Abstract

For applications such as stress tensor inversion and the calculation of composite focal mechanisms, it is of great importance to be able to identify earthquakes with similar focal mechanisms. Inspired by the notion that earthquake focal mechanisms can be calculated by using spectral amplitudes and P -wave polarities, we propose a focal-mechanism assessment scheme based on the correlation of body-wave spectral amplitudes. The spectral amplitudes used are the low-frequency spectral amplitude asymptotes of the direct P, SV , and SH waves. We calculate correlation coefficients using all common spectral amplitudes for pairs of events.
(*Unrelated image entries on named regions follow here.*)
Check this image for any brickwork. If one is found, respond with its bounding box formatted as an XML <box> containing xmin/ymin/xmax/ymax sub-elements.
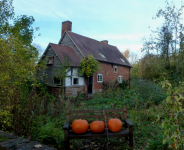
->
<box><xmin>93</xmin><ymin>62</ymin><xmax>130</xmax><ymax>93</ymax></box>
<box><xmin>65</xmin><ymin>86</ymin><xmax>85</xmax><ymax>96</ymax></box>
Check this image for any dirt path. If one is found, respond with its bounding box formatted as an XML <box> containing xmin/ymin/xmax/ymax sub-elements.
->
<box><xmin>0</xmin><ymin>130</ymin><xmax>56</xmax><ymax>150</ymax></box>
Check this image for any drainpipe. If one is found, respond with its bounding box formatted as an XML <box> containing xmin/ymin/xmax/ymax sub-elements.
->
<box><xmin>129</xmin><ymin>67</ymin><xmax>130</xmax><ymax>89</ymax></box>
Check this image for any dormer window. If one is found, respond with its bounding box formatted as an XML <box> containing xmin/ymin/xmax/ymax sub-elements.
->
<box><xmin>120</xmin><ymin>58</ymin><xmax>125</xmax><ymax>63</ymax></box>
<box><xmin>46</xmin><ymin>56</ymin><xmax>54</xmax><ymax>65</ymax></box>
<box><xmin>99</xmin><ymin>53</ymin><xmax>106</xmax><ymax>58</ymax></box>
<box><xmin>114</xmin><ymin>66</ymin><xmax>118</xmax><ymax>73</ymax></box>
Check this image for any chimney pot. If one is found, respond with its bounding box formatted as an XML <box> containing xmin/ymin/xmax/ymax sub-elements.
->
<box><xmin>61</xmin><ymin>21</ymin><xmax>72</xmax><ymax>37</ymax></box>
<box><xmin>101</xmin><ymin>40</ymin><xmax>108</xmax><ymax>44</ymax></box>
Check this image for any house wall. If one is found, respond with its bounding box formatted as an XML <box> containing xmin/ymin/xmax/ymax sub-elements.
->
<box><xmin>65</xmin><ymin>68</ymin><xmax>85</xmax><ymax>96</ymax></box>
<box><xmin>93</xmin><ymin>62</ymin><xmax>130</xmax><ymax>93</ymax></box>
<box><xmin>59</xmin><ymin>33</ymin><xmax>83</xmax><ymax>60</ymax></box>
<box><xmin>37</xmin><ymin>46</ymin><xmax>61</xmax><ymax>86</ymax></box>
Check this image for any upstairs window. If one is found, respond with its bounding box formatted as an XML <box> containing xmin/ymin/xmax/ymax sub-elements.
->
<box><xmin>118</xmin><ymin>76</ymin><xmax>123</xmax><ymax>83</ymax></box>
<box><xmin>73</xmin><ymin>78</ymin><xmax>79</xmax><ymax>85</ymax></box>
<box><xmin>97</xmin><ymin>73</ymin><xmax>103</xmax><ymax>82</ymax></box>
<box><xmin>54</xmin><ymin>77</ymin><xmax>61</xmax><ymax>86</ymax></box>
<box><xmin>114</xmin><ymin>66</ymin><xmax>118</xmax><ymax>73</ymax></box>
<box><xmin>120</xmin><ymin>58</ymin><xmax>125</xmax><ymax>63</ymax></box>
<box><xmin>99</xmin><ymin>53</ymin><xmax>106</xmax><ymax>59</ymax></box>
<box><xmin>46</xmin><ymin>56</ymin><xmax>54</xmax><ymax>65</ymax></box>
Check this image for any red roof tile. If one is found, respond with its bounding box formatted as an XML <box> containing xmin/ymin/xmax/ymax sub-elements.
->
<box><xmin>67</xmin><ymin>31</ymin><xmax>132</xmax><ymax>67</ymax></box>
<box><xmin>50</xmin><ymin>43</ymin><xmax>80</xmax><ymax>66</ymax></box>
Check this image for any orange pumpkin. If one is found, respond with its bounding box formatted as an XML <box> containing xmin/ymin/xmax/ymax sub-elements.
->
<box><xmin>72</xmin><ymin>120</ymin><xmax>89</xmax><ymax>134</ymax></box>
<box><xmin>90</xmin><ymin>121</ymin><xmax>105</xmax><ymax>133</ymax></box>
<box><xmin>108</xmin><ymin>119</ymin><xmax>123</xmax><ymax>132</ymax></box>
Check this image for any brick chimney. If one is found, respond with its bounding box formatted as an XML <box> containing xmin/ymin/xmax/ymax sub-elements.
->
<box><xmin>101</xmin><ymin>40</ymin><xmax>108</xmax><ymax>44</ymax></box>
<box><xmin>61</xmin><ymin>21</ymin><xmax>72</xmax><ymax>37</ymax></box>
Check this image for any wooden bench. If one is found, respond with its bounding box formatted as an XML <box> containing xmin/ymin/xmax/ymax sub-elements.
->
<box><xmin>63</xmin><ymin>105</ymin><xmax>134</xmax><ymax>150</ymax></box>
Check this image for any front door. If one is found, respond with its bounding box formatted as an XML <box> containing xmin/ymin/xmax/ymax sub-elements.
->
<box><xmin>88</xmin><ymin>76</ymin><xmax>93</xmax><ymax>94</ymax></box>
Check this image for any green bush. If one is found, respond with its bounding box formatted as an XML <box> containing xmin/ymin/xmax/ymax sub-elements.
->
<box><xmin>85</xmin><ymin>98</ymin><xmax>113</xmax><ymax>105</ymax></box>
<box><xmin>132</xmin><ymin>79</ymin><xmax>167</xmax><ymax>105</ymax></box>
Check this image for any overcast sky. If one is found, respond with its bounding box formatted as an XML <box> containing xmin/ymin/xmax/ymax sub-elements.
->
<box><xmin>13</xmin><ymin>0</ymin><xmax>181</xmax><ymax>55</ymax></box>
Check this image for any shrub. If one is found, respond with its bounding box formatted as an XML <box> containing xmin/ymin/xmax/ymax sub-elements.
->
<box><xmin>132</xmin><ymin>79</ymin><xmax>167</xmax><ymax>106</ymax></box>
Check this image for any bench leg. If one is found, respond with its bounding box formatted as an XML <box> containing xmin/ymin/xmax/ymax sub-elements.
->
<box><xmin>129</xmin><ymin>128</ymin><xmax>133</xmax><ymax>147</ymax></box>
<box><xmin>129</xmin><ymin>136</ymin><xmax>133</xmax><ymax>147</ymax></box>
<box><xmin>64</xmin><ymin>130</ymin><xmax>70</xmax><ymax>150</ymax></box>
<box><xmin>65</xmin><ymin>140</ymin><xmax>70</xmax><ymax>150</ymax></box>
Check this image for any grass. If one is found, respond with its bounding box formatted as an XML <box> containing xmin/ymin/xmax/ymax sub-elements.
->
<box><xmin>1</xmin><ymin>78</ymin><xmax>178</xmax><ymax>150</ymax></box>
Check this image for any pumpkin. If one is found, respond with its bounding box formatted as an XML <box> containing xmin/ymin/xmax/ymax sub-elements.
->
<box><xmin>108</xmin><ymin>118</ymin><xmax>123</xmax><ymax>132</ymax></box>
<box><xmin>90</xmin><ymin>121</ymin><xmax>105</xmax><ymax>133</ymax></box>
<box><xmin>72</xmin><ymin>120</ymin><xmax>89</xmax><ymax>134</ymax></box>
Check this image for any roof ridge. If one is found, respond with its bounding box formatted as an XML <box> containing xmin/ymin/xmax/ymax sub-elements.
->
<box><xmin>66</xmin><ymin>31</ymin><xmax>116</xmax><ymax>47</ymax></box>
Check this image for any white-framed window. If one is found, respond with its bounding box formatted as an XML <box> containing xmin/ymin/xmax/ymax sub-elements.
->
<box><xmin>53</xmin><ymin>77</ymin><xmax>61</xmax><ymax>86</ymax></box>
<box><xmin>114</xmin><ymin>66</ymin><xmax>118</xmax><ymax>73</ymax></box>
<box><xmin>99</xmin><ymin>53</ymin><xmax>106</xmax><ymax>59</ymax></box>
<box><xmin>118</xmin><ymin>75</ymin><xmax>123</xmax><ymax>83</ymax></box>
<box><xmin>46</xmin><ymin>56</ymin><xmax>54</xmax><ymax>65</ymax></box>
<box><xmin>97</xmin><ymin>73</ymin><xmax>103</xmax><ymax>82</ymax></box>
<box><xmin>73</xmin><ymin>78</ymin><xmax>79</xmax><ymax>85</ymax></box>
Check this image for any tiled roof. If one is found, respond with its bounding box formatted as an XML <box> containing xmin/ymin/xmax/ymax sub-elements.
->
<box><xmin>67</xmin><ymin>31</ymin><xmax>132</xmax><ymax>67</ymax></box>
<box><xmin>50</xmin><ymin>43</ymin><xmax>80</xmax><ymax>66</ymax></box>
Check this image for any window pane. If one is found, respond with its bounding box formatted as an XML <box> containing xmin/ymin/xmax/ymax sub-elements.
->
<box><xmin>73</xmin><ymin>78</ymin><xmax>78</xmax><ymax>84</ymax></box>
<box><xmin>54</xmin><ymin>78</ymin><xmax>61</xmax><ymax>85</ymax></box>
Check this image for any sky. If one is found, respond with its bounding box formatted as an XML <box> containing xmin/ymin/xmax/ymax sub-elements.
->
<box><xmin>13</xmin><ymin>0</ymin><xmax>184</xmax><ymax>56</ymax></box>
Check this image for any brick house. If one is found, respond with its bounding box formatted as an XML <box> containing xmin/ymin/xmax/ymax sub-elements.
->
<box><xmin>38</xmin><ymin>21</ymin><xmax>132</xmax><ymax>96</ymax></box>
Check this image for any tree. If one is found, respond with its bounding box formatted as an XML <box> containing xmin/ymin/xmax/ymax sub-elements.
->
<box><xmin>123</xmin><ymin>49</ymin><xmax>130</xmax><ymax>59</ymax></box>
<box><xmin>142</xmin><ymin>0</ymin><xmax>184</xmax><ymax>83</ymax></box>
<box><xmin>0</xmin><ymin>0</ymin><xmax>42</xmax><ymax>126</ymax></box>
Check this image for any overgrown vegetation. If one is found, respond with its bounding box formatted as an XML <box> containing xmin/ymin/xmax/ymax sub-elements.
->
<box><xmin>0</xmin><ymin>0</ymin><xmax>184</xmax><ymax>150</ymax></box>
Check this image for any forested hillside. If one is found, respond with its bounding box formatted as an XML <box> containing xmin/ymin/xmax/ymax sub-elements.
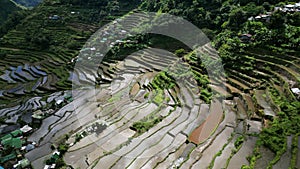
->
<box><xmin>14</xmin><ymin>0</ymin><xmax>42</xmax><ymax>7</ymax></box>
<box><xmin>0</xmin><ymin>0</ymin><xmax>21</xmax><ymax>25</ymax></box>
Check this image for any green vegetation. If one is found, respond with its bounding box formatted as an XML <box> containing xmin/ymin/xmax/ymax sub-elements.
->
<box><xmin>14</xmin><ymin>0</ymin><xmax>42</xmax><ymax>7</ymax></box>
<box><xmin>131</xmin><ymin>116</ymin><xmax>163</xmax><ymax>135</ymax></box>
<box><xmin>0</xmin><ymin>0</ymin><xmax>21</xmax><ymax>26</ymax></box>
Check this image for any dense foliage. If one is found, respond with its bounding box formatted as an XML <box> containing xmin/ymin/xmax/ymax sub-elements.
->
<box><xmin>0</xmin><ymin>0</ymin><xmax>21</xmax><ymax>25</ymax></box>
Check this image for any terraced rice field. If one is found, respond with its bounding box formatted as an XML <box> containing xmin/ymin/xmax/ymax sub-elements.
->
<box><xmin>0</xmin><ymin>6</ymin><xmax>300</xmax><ymax>169</ymax></box>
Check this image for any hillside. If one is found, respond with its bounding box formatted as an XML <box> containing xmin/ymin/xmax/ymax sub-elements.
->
<box><xmin>14</xmin><ymin>0</ymin><xmax>42</xmax><ymax>7</ymax></box>
<box><xmin>0</xmin><ymin>0</ymin><xmax>300</xmax><ymax>169</ymax></box>
<box><xmin>0</xmin><ymin>0</ymin><xmax>21</xmax><ymax>25</ymax></box>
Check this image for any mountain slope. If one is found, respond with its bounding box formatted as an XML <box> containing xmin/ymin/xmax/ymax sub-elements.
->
<box><xmin>15</xmin><ymin>0</ymin><xmax>42</xmax><ymax>7</ymax></box>
<box><xmin>0</xmin><ymin>0</ymin><xmax>21</xmax><ymax>25</ymax></box>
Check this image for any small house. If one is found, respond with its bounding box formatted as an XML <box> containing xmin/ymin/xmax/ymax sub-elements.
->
<box><xmin>20</xmin><ymin>125</ymin><xmax>32</xmax><ymax>134</ymax></box>
<box><xmin>25</xmin><ymin>144</ymin><xmax>35</xmax><ymax>152</ymax></box>
<box><xmin>239</xmin><ymin>34</ymin><xmax>252</xmax><ymax>42</ymax></box>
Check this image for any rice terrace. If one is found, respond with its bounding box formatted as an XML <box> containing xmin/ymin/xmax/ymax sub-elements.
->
<box><xmin>0</xmin><ymin>0</ymin><xmax>300</xmax><ymax>169</ymax></box>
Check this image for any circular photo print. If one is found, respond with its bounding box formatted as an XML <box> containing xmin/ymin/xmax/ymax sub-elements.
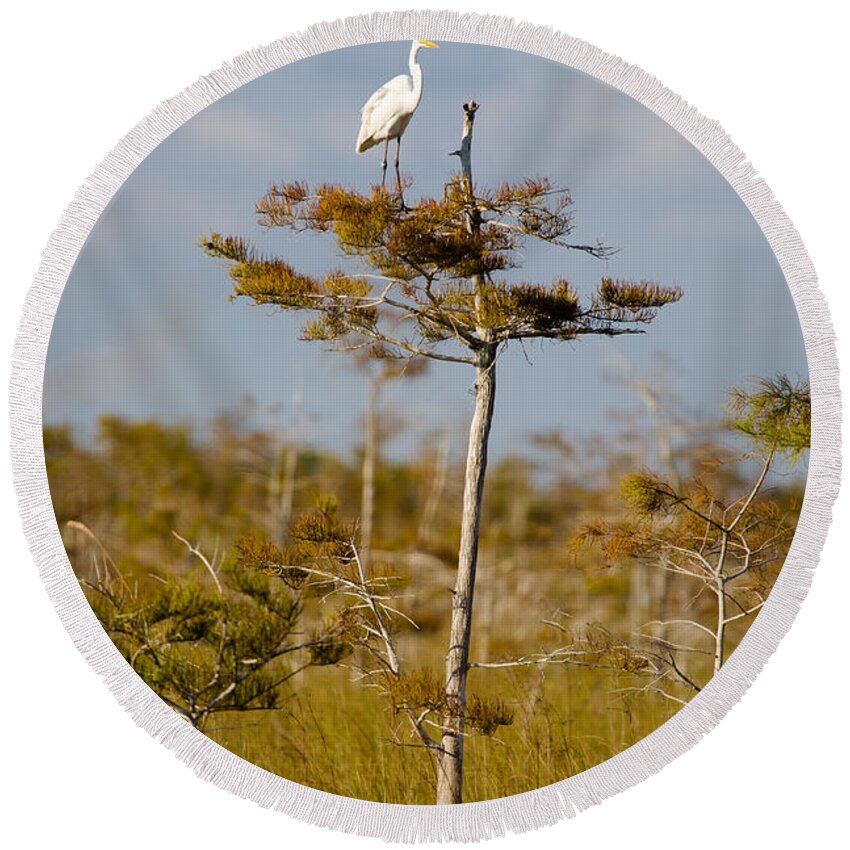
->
<box><xmin>43</xmin><ymin>38</ymin><xmax>811</xmax><ymax>806</ymax></box>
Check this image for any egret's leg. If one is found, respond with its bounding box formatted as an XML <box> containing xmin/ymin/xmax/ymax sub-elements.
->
<box><xmin>381</xmin><ymin>139</ymin><xmax>390</xmax><ymax>189</ymax></box>
<box><xmin>395</xmin><ymin>136</ymin><xmax>408</xmax><ymax>210</ymax></box>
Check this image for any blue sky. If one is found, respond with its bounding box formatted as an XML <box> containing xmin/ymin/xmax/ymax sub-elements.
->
<box><xmin>44</xmin><ymin>42</ymin><xmax>807</xmax><ymax>456</ymax></box>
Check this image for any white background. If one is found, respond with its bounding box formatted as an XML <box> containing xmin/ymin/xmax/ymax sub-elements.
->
<box><xmin>0</xmin><ymin>0</ymin><xmax>850</xmax><ymax>850</ymax></box>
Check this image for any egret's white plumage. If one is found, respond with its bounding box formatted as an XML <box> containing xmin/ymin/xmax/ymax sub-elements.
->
<box><xmin>356</xmin><ymin>39</ymin><xmax>437</xmax><ymax>186</ymax></box>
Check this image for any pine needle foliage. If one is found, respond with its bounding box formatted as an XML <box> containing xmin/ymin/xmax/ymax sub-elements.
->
<box><xmin>83</xmin><ymin>548</ymin><xmax>338</xmax><ymax>730</ymax></box>
<box><xmin>201</xmin><ymin>175</ymin><xmax>682</xmax><ymax>363</ymax></box>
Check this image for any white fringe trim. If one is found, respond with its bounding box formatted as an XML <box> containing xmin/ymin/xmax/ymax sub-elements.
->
<box><xmin>11</xmin><ymin>11</ymin><xmax>841</xmax><ymax>842</ymax></box>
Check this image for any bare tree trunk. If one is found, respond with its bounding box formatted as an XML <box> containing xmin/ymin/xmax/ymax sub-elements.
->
<box><xmin>437</xmin><ymin>101</ymin><xmax>486</xmax><ymax>805</ymax></box>
<box><xmin>360</xmin><ymin>373</ymin><xmax>383</xmax><ymax>574</ymax></box>
<box><xmin>437</xmin><ymin>346</ymin><xmax>496</xmax><ymax>805</ymax></box>
<box><xmin>714</xmin><ymin>528</ymin><xmax>729</xmax><ymax>673</ymax></box>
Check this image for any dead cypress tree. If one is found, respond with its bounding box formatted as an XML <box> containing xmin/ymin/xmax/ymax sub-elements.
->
<box><xmin>201</xmin><ymin>102</ymin><xmax>681</xmax><ymax>803</ymax></box>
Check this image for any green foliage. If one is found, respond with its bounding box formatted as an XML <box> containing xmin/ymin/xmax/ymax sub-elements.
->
<box><xmin>200</xmin><ymin>176</ymin><xmax>682</xmax><ymax>362</ymax></box>
<box><xmin>620</xmin><ymin>472</ymin><xmax>677</xmax><ymax>514</ymax></box>
<box><xmin>728</xmin><ymin>375</ymin><xmax>812</xmax><ymax>460</ymax></box>
<box><xmin>83</xmin><ymin>528</ymin><xmax>339</xmax><ymax>729</ymax></box>
<box><xmin>381</xmin><ymin>668</ymin><xmax>514</xmax><ymax>737</ymax></box>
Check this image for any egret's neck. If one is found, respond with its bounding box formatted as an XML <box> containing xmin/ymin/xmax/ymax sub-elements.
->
<box><xmin>408</xmin><ymin>44</ymin><xmax>422</xmax><ymax>98</ymax></box>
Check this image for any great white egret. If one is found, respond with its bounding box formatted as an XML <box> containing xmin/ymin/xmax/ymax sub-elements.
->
<box><xmin>357</xmin><ymin>38</ymin><xmax>439</xmax><ymax>191</ymax></box>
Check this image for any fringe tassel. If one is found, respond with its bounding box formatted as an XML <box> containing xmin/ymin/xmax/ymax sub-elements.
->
<box><xmin>10</xmin><ymin>10</ymin><xmax>841</xmax><ymax>843</ymax></box>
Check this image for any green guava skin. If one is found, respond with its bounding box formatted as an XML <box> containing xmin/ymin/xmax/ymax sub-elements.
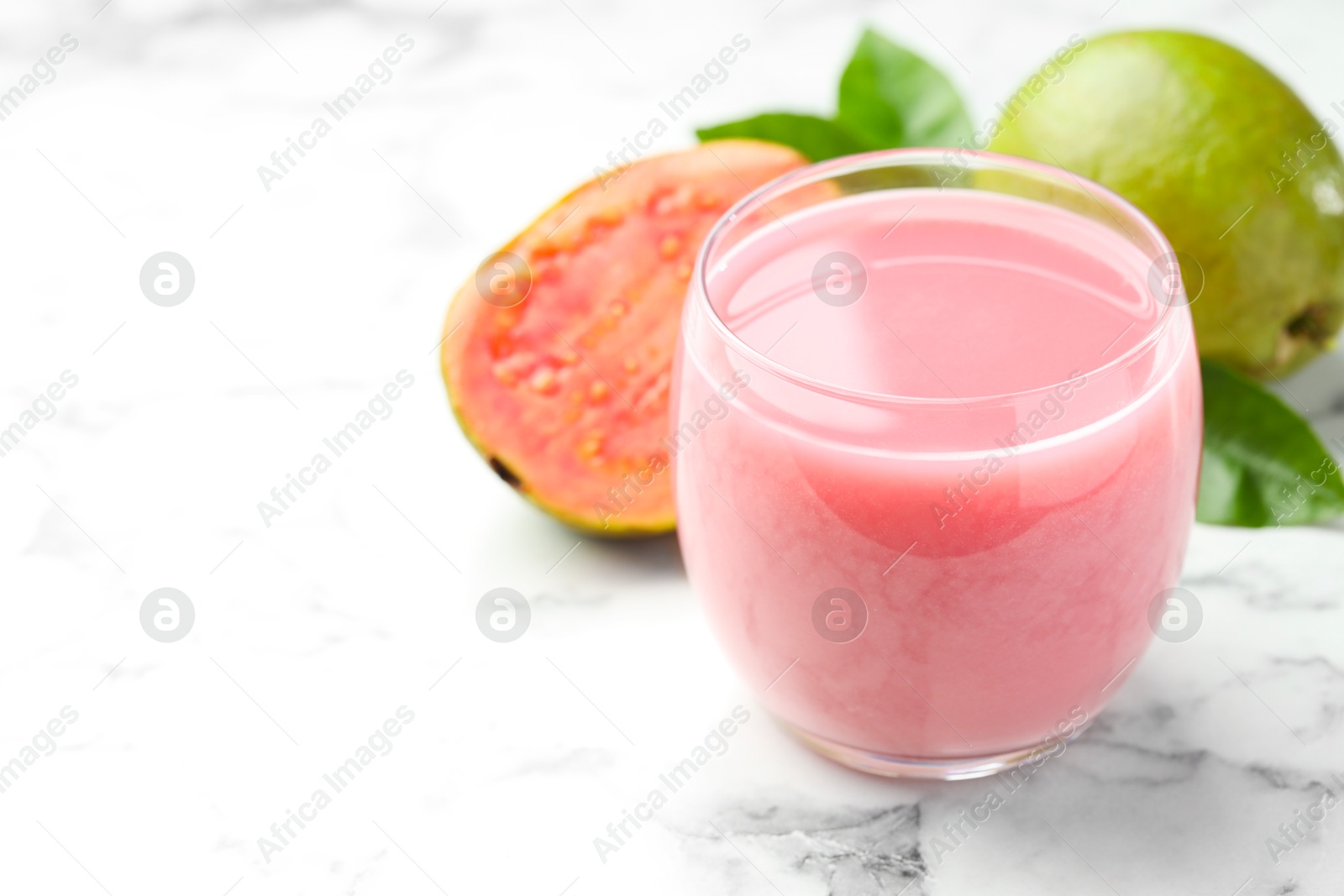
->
<box><xmin>990</xmin><ymin>31</ymin><xmax>1344</xmax><ymax>379</ymax></box>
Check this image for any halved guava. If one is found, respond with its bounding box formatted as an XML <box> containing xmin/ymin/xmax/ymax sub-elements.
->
<box><xmin>441</xmin><ymin>139</ymin><xmax>806</xmax><ymax>536</ymax></box>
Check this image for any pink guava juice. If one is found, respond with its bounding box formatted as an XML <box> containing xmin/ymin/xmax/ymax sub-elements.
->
<box><xmin>669</xmin><ymin>150</ymin><xmax>1201</xmax><ymax>778</ymax></box>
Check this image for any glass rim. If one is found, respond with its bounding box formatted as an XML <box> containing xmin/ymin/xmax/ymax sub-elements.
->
<box><xmin>690</xmin><ymin>148</ymin><xmax>1189</xmax><ymax>408</ymax></box>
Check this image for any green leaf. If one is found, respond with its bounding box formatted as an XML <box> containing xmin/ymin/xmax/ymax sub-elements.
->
<box><xmin>836</xmin><ymin>29</ymin><xmax>970</xmax><ymax>148</ymax></box>
<box><xmin>1196</xmin><ymin>361</ymin><xmax>1344</xmax><ymax>527</ymax></box>
<box><xmin>695</xmin><ymin>112</ymin><xmax>871</xmax><ymax>161</ymax></box>
<box><xmin>696</xmin><ymin>29</ymin><xmax>970</xmax><ymax>161</ymax></box>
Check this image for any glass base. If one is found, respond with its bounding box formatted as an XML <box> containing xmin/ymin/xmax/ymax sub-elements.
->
<box><xmin>780</xmin><ymin>720</ymin><xmax>1091</xmax><ymax>780</ymax></box>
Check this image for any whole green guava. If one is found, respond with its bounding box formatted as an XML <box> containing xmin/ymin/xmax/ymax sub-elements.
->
<box><xmin>990</xmin><ymin>31</ymin><xmax>1344</xmax><ymax>378</ymax></box>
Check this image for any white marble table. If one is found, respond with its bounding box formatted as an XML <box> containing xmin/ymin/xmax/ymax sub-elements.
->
<box><xmin>0</xmin><ymin>0</ymin><xmax>1344</xmax><ymax>896</ymax></box>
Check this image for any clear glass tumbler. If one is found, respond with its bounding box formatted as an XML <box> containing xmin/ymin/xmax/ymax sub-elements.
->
<box><xmin>668</xmin><ymin>150</ymin><xmax>1201</xmax><ymax>779</ymax></box>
The correlation coefficients are used as the basis for grouping the events, groups that will contain closely located events with very similar focal mechanisms. We discuss three applications of the spectral amplitude correlation and grouping technique (SAG) by using microearthquake data from the South Iceland Lowland network in the Olfus area. First, using 26 very well-correlated events, we calculate a composite focal mechanism that has one nodal plane that agrees well with the events9 common fault plane from high-accuracy relative relocation. Second, the SAG scheme is used to address the problem of assessing the redundancy of focal mechanisms for stress tensor inversion, enabling a more realistic calculation of the confidence limits and reducing inversion computing time. Finally, by correlating and grouping a sequence of 2943 events before a magnitude M L 5.1 earthquake, we observe significant temporal changes in the grouping pattern before the large earthquake. This suggests a change from seismicity dominated by clusters of events with very similar focal mechanisms to a regime dominated by solitary, nonsimilar events.